TV

Colbert’s ‘Our Cartoon President’ Season 2 Brutally Mocks Dems Schumer and Pelosi

SALT IN WOUND

This Sunday’s premiere includes a damning portrayal of Democratic Party leadership heading into the 2018 midterms.

OurCartoonPres_111_049_gifcsw
Showtime

Over the course of its first season on Showtime, Our Cartoon President got a ton of flak for trivializing President Donald Trump. After all, it literally turned the president and everyone around him into cartoons. But those who thought the show didn’t go hard enough on Trump might not be too thrilled about the way it portrays the Democratic leadership in this week’s season two premiere.

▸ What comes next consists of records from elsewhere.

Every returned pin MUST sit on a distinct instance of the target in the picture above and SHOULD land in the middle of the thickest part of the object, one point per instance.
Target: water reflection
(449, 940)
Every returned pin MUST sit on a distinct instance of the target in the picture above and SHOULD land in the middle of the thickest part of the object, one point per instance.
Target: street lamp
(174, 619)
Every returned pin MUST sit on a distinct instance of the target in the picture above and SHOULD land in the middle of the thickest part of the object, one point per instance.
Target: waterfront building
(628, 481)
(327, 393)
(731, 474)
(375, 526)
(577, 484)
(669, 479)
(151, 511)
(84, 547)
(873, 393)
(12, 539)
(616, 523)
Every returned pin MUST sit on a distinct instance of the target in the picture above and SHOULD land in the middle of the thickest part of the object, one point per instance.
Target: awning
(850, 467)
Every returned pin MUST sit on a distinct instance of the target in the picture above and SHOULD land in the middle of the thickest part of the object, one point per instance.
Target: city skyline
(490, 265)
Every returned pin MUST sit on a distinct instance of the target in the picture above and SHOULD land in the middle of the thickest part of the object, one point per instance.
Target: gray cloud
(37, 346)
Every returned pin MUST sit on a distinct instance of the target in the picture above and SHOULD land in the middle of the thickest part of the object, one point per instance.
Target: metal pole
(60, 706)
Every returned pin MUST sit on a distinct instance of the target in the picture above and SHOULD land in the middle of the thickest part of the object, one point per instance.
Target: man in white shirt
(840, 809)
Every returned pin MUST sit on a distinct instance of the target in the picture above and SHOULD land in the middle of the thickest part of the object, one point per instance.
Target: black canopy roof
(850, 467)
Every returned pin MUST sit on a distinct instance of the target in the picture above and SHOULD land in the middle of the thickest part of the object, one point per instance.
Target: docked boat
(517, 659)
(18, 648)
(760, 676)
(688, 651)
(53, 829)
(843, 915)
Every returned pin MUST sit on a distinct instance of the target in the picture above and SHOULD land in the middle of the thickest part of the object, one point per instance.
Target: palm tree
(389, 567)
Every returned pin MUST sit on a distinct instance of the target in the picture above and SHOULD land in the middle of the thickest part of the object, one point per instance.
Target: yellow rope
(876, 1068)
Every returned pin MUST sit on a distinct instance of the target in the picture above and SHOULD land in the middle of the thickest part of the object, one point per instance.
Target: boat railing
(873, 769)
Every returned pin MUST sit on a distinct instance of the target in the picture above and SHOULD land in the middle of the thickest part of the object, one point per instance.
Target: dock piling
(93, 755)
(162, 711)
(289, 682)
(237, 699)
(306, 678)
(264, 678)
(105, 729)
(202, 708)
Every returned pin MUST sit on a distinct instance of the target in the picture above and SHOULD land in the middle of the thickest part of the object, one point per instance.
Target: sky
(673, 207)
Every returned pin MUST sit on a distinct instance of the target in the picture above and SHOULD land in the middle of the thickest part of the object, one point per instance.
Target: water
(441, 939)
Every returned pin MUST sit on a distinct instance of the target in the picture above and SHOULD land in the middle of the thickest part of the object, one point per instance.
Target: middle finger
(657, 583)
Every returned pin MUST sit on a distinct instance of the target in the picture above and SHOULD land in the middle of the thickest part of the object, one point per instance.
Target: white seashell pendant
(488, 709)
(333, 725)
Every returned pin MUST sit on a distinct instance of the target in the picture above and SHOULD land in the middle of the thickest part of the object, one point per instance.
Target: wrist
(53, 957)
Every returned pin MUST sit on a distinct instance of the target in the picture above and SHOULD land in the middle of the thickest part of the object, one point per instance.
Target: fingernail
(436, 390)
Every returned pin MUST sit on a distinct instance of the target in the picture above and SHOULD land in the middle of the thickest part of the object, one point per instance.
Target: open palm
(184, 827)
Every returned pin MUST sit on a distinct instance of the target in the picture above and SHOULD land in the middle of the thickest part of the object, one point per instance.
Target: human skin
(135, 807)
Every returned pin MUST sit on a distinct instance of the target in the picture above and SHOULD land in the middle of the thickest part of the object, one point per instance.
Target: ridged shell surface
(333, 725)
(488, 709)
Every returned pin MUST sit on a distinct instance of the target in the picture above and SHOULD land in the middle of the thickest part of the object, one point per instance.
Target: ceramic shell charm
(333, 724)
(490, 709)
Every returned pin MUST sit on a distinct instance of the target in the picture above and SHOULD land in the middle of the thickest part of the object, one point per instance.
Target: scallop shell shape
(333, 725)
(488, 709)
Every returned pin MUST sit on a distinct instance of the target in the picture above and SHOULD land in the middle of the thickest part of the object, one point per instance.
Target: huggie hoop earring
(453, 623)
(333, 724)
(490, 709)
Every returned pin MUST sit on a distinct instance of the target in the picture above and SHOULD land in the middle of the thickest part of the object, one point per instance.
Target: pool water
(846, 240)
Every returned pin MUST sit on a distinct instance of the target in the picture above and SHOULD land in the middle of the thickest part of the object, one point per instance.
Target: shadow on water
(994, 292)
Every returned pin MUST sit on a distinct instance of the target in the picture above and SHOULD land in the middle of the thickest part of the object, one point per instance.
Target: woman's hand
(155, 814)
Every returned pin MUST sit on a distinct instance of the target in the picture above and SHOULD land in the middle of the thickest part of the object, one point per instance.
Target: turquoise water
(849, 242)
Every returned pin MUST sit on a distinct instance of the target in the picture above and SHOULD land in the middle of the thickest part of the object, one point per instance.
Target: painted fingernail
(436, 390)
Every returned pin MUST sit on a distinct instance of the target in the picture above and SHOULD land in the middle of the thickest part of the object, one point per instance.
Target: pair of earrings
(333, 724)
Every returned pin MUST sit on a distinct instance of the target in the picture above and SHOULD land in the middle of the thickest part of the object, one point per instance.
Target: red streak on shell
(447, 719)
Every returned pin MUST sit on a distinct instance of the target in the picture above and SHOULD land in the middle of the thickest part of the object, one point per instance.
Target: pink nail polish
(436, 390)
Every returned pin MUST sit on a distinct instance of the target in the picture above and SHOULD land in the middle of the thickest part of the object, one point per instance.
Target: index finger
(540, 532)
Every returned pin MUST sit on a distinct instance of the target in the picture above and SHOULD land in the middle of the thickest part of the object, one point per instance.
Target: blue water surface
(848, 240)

Chuck Schumer and Nancy Pelosi did appear in season one of the Stephen Colbert-produced show, but their storyline takes a front seat in this Sunday night’s episode, which airs directly after the highly anticipated premiere of Sacha Baron Cohen’s much tougher Who Is America? series. After a cold-open scene that depicts next week’s Helsinki summit between Trump and Putin, the show cuts back to the president’s poorly-received performance at the NATO summit and his cabinet’s scheme to make Trump seem less “low-class.”

This leads directly to a scene in which Trump and Treasury Secretary Steven Mnuchin mingle with “Chuck and Nancy” at a bipartisan charity fundraiser, complete with wine and cheese. “I hear this one has something to do with kids,” Pelosi says dryly. Trump instantly humiliates himself with a story about the Playboy Mansion’s “July humpa-wumpa event hosted by Kid Rock.”

ADVERTISEMENT

In the next scene, Schumer is asking Pelosi, “How did we lose to that animal?” They come to the conclusion that in 2016, they had “the right ideas and the wrong message” and set out to remedy that problem for the midterms. They need a new strategy, one that “doesn’t require Debra Messing to bring it all home for us” and “doesn’t address income inequality by promising reduced prices for Hamilton tickets.”

Soon, the pair is getting advice from Senate Majority Leader Mitch McConnell on how to win like Republicans. As Schumer tells him, they were thinking of making the face of the Democratic Party a “shirtless Adam Rippon with sideburns shaped like hashtags,” but McConnell tells them to just “follow the ABCs: A) accuse Trump of committing treason, B) block his every piece of legislation, and C) blame everything on Hillary Clinton.”

Later, after MSNBC’s Rachel Maddow is seen completely blowing an “exclusive” interview with Trump, Pelosi and Schumer embrace their new “Crooked Donald” strategy to work their base into a pitchfork-wielding fury. But when it comes time to “mobilize them with a catchy slogan” like “Make America Great Again,” they just can’t do it.

They keep pushing their self-imposed four-word limit until they finally arrive at this monstrosity:

“Let’s Achieve Access to Jobs and Healthcare and Affordable Rail Service for Disenfranchised Minorities While Protecting Our Environment and Combating Climate Change with the Wealthy Paying Their Fair Share, Plus a Humane Policy Toward Immigrants, 2018 Opportunity to Receive Healthcare and Affordable Rail Service, No More Food Deserts While Not Demonizing Wall Street.”

After that goes over with voters about as well as you might imagine, the leaders turn on each other. “I told you that slogan should have been longer,” Schumer complains, to which Pelosi shoots back, “I was the one who said ‘opportunity’ should have been in there twice, at least!”

It’s a pretty funny scene that is also a brutal indictment of the current state of the Democratic Party.

By the end of the episode they come up with a slogan that does actually fit on a hat, but is unlikely to win them any elections: “We’re Sorry.” Surrounded by his children in the Oval Office, Trump watches them present their plan for a national apology tour on cable news and says, “Kids, we’re going to be just fine,” before adding, “Except you, Jared, you’re going to jail.”

As cartoonish as the alternate world of Our Cartoon President can feel at times, this conclusion feels all too realistic. And if the show’s creators are trying to win over an understandably skeptical conservative audience, this episode just might do the trick.